Monday, March 22, 2010

Rent-Seeking: The Downfall of Monarchy

The worst advocates for capitalism are the capitalists, assuming you define capitalists as people who have capital. The capitalists too soon reach the point where they shift from trying to make a profit via doing business to making a profit via rent-seeking- i.e. using the state to enforce an advantage, create imaginary property rights, etc...

So it wasn't long that a capitalist would show up, cap in hand, to whatever royal court was left about, and lobby. What was good for the capitalist was good for the nation! Surely we need a train through Siberia! And, if industrialization is in the national interest, surely the worker's constant harping about living conditions and violation of rights isn't?
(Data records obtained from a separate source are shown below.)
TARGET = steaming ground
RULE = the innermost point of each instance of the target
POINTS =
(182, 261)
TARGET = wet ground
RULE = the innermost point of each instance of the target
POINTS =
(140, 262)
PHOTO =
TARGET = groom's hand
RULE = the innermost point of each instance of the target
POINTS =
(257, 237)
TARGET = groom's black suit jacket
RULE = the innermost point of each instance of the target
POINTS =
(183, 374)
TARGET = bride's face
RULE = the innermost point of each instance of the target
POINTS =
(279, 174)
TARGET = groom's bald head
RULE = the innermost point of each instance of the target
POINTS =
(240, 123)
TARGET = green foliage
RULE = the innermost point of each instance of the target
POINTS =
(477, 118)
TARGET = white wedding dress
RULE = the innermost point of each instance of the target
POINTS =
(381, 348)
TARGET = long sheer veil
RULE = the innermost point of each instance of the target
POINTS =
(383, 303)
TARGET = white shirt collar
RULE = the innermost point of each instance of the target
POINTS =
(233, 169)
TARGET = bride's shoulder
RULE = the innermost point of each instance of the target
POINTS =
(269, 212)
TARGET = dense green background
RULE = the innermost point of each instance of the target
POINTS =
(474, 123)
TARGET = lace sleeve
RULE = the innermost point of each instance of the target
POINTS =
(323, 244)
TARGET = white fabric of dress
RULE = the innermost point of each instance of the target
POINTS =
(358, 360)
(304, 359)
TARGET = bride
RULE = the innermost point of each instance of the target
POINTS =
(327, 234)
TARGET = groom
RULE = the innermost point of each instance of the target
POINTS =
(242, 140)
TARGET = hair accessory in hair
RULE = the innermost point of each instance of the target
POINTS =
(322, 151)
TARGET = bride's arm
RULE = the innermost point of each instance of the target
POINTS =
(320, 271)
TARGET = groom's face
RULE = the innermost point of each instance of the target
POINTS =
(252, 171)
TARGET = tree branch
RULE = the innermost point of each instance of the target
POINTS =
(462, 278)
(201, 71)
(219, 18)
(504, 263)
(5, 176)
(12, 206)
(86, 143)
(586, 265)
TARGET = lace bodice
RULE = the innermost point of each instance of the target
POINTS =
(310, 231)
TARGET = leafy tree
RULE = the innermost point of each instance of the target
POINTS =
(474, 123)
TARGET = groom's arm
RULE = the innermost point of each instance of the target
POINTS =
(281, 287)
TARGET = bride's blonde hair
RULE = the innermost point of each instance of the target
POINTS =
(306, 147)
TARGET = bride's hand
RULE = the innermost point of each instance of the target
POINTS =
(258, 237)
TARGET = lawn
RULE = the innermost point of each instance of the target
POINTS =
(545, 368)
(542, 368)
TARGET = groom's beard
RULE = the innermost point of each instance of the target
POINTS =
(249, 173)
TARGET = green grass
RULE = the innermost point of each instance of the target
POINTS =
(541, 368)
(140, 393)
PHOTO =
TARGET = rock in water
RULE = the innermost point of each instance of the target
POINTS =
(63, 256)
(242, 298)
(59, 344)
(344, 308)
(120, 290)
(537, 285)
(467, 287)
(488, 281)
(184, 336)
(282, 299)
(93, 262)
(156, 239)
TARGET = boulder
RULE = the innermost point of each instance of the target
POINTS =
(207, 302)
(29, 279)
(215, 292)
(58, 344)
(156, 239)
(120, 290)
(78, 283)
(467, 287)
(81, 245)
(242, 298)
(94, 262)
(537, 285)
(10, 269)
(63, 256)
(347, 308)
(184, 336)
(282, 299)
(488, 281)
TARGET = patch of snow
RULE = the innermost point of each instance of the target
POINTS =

This is where I think most of the royals made a fatal error; they listened to capitalist politicking, which inevitably destroys actual capitalism due to the fact that politics, as long as it exists as a viable alternative, is usually a cheaper way to get stuff- as long as we still have stuff to go around. This is not a sustainable situation, because capitalism is the only way to produce the stuff that we need.

Capitalists, of course, should know better, but the payoff was high, so they expanded parliaments around the world, over-emphasized nationalism (creating international 'races' in almost everything in order to garner more license from their governments), and weakened the pre-existing order considerably. Indeed, the democratic revolutions probably could not have destroyed a robust hierarchy; instead they did the equivalent of setting a torch to the old folk's home while seizing the shiny new building the capitalists had made for themselves.

And middle management inherited the earth, at least for now.